Bolsonaro, nuevo traspié para la democracia en América

Tras lograr ayer un 46% de los votos, está casi asegurada la elección de Jair Bolsonaro como nuevo presidente de Brasil en segunda vuelta dentro de tres semanas. Si bien es cierto que la política es imprevisible y que el candidato del Partido de los Trabajadores (PT), Fernando Haddad, ya ha conseguido apoyos de otros candidatos perdedores, la diferencia a superar (17 puntos porcentuales) es excesiva. En un país donde el sentimiento anti-PT está tan extendido, será casi imposible crear el tipo de alianza contra la extrema derecha antidemocrática que definió la segunda vuelta entre Chirac y LePen en Francia en 2002 o entre Fabricio Alvarado y Carlos Alvarado en Costa Rica el año pasado.

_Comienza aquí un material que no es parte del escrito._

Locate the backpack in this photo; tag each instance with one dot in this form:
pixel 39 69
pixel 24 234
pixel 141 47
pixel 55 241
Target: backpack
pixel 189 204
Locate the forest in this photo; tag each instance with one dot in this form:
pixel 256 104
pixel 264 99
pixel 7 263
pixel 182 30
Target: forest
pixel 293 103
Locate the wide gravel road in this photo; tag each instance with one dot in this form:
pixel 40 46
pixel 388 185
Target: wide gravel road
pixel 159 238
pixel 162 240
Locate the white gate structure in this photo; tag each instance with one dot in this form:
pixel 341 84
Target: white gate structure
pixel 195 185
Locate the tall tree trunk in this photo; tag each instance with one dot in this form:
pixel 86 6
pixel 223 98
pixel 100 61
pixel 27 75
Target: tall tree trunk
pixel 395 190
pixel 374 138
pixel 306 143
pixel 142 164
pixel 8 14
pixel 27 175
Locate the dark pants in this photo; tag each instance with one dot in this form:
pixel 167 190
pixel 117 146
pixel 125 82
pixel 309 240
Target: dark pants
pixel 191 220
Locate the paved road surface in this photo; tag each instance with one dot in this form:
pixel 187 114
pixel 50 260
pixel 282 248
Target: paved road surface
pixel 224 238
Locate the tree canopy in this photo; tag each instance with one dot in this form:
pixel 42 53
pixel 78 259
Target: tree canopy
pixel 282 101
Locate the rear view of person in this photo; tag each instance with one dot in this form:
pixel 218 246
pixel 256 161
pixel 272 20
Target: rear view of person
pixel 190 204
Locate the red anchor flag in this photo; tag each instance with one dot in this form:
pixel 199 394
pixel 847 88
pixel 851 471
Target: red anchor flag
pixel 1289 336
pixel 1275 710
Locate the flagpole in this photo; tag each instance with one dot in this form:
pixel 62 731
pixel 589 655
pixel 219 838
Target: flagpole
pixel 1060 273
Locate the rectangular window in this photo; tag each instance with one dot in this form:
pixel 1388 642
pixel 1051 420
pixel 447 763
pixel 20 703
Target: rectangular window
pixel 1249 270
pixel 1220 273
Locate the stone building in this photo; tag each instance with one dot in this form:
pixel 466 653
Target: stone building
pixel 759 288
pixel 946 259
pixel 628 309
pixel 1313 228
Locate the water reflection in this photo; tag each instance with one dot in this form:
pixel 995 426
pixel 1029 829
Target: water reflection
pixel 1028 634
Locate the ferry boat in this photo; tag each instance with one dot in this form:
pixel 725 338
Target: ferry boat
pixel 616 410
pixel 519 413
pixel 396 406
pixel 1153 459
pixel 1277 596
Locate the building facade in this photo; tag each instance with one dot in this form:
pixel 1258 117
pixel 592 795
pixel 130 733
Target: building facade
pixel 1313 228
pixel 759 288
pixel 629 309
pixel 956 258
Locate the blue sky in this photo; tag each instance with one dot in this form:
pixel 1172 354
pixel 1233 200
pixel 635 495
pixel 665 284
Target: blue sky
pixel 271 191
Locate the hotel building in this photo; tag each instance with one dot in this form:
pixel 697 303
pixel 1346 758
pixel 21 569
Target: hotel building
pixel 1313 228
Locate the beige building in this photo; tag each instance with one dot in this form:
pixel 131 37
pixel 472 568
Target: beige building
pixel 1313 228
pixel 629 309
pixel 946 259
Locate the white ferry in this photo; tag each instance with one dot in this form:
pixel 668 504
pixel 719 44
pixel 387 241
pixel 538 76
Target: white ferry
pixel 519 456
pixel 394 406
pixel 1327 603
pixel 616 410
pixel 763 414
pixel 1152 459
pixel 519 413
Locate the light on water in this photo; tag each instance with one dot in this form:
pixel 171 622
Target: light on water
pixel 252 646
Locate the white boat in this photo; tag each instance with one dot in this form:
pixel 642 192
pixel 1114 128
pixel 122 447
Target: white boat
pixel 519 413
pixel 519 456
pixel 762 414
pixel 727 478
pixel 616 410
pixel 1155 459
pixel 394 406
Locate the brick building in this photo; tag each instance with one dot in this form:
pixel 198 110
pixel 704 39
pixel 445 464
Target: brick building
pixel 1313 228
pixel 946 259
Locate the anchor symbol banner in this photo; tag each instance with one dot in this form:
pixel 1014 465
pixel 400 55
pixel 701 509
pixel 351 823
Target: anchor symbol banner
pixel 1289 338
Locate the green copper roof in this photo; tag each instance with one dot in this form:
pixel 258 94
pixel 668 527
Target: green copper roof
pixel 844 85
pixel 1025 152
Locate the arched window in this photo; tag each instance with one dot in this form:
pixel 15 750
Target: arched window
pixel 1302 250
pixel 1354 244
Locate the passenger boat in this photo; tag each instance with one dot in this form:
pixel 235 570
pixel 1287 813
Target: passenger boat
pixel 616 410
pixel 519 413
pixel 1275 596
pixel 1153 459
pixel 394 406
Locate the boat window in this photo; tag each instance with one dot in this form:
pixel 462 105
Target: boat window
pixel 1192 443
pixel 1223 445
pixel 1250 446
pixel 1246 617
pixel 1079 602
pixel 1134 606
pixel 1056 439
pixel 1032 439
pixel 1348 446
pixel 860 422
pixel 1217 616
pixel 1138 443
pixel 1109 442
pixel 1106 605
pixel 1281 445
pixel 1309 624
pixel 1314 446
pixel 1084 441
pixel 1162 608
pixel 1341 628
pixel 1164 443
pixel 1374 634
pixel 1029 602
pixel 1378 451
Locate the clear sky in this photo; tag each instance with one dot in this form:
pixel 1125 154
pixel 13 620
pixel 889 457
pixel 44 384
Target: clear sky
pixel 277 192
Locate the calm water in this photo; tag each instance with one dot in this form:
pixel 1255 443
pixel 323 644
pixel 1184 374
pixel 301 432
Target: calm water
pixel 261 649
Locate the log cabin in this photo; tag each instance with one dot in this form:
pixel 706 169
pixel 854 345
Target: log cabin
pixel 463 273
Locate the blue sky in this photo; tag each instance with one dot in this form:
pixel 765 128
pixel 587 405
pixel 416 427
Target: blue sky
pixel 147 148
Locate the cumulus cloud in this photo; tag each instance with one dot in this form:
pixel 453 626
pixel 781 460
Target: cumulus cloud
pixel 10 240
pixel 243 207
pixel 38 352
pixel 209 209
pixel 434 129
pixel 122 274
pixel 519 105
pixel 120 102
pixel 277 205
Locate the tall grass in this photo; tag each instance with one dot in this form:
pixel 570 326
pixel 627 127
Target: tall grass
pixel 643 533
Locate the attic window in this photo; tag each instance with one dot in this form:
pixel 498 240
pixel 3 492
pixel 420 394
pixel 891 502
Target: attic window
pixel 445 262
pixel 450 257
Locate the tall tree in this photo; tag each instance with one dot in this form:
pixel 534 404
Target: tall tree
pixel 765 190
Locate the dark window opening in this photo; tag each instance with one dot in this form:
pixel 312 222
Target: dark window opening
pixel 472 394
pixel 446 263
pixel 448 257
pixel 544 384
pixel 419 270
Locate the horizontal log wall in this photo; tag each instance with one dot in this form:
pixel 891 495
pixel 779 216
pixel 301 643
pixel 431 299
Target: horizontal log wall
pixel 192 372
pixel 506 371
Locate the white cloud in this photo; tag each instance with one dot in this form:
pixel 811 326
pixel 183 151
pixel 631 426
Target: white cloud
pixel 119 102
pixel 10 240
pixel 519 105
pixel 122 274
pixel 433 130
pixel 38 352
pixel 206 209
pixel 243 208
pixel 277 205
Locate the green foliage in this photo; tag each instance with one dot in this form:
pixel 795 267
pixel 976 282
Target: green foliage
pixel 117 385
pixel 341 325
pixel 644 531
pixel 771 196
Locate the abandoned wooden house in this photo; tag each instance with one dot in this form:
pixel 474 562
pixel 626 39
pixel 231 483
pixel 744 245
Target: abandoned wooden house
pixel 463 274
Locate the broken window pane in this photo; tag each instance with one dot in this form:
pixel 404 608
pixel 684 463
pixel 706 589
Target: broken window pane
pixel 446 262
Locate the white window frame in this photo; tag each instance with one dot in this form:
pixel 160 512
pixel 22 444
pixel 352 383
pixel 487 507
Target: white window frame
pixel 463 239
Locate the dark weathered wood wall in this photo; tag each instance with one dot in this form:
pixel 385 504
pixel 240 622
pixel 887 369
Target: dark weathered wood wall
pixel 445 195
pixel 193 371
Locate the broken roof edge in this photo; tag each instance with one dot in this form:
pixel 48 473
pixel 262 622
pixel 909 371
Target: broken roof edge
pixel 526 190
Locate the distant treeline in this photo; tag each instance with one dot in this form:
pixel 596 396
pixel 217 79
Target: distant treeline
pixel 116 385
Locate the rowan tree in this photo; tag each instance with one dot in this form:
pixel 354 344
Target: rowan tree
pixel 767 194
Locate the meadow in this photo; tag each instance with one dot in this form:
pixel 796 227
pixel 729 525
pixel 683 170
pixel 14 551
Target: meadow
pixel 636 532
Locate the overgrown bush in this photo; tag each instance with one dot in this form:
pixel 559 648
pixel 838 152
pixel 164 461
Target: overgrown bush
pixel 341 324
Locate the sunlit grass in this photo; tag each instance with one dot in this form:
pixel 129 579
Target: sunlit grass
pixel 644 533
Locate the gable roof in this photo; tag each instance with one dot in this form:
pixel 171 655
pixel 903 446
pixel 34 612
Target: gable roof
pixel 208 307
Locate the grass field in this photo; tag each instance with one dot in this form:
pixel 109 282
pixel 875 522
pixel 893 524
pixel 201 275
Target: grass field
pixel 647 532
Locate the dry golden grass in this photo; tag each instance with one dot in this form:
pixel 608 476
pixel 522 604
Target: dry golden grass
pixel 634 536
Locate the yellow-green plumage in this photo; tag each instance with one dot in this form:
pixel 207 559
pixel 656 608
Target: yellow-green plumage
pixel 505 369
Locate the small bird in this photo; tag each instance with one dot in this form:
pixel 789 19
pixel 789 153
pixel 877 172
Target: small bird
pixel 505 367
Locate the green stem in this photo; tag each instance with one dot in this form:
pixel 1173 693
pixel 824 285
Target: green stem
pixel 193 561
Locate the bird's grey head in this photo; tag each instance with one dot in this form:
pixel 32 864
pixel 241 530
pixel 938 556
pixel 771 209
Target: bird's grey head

El futuro presidente Bolsonaro ha sido comparado a menudo con Donald Trump por su gusto por la polémica y su uso efectivo de las redes sociales y las noticias falsas. Él mismo ha profesado admiración por el presidente estadounidense y su forma de hacer política. Sin embargo, es todavía un mayor peligro para la democracia que Trump.  No sólo ha realizado declaraciones misóginas (“No te voy a violar porque no te lo mereces”, le soltó a una diputada del PT hace dos años), homófobas (“Sería incapaz de amar a un hijo homosexual”) y racistas (“los afrodescendientes no hacen nada, creo que ni como reproductores sirven más”), sino que ha promovido asesinatos extra-judiciales como respuesta a la violencia y ha exaltado a la dictadura brasileña de los años en 60 en numerosas ocasiones.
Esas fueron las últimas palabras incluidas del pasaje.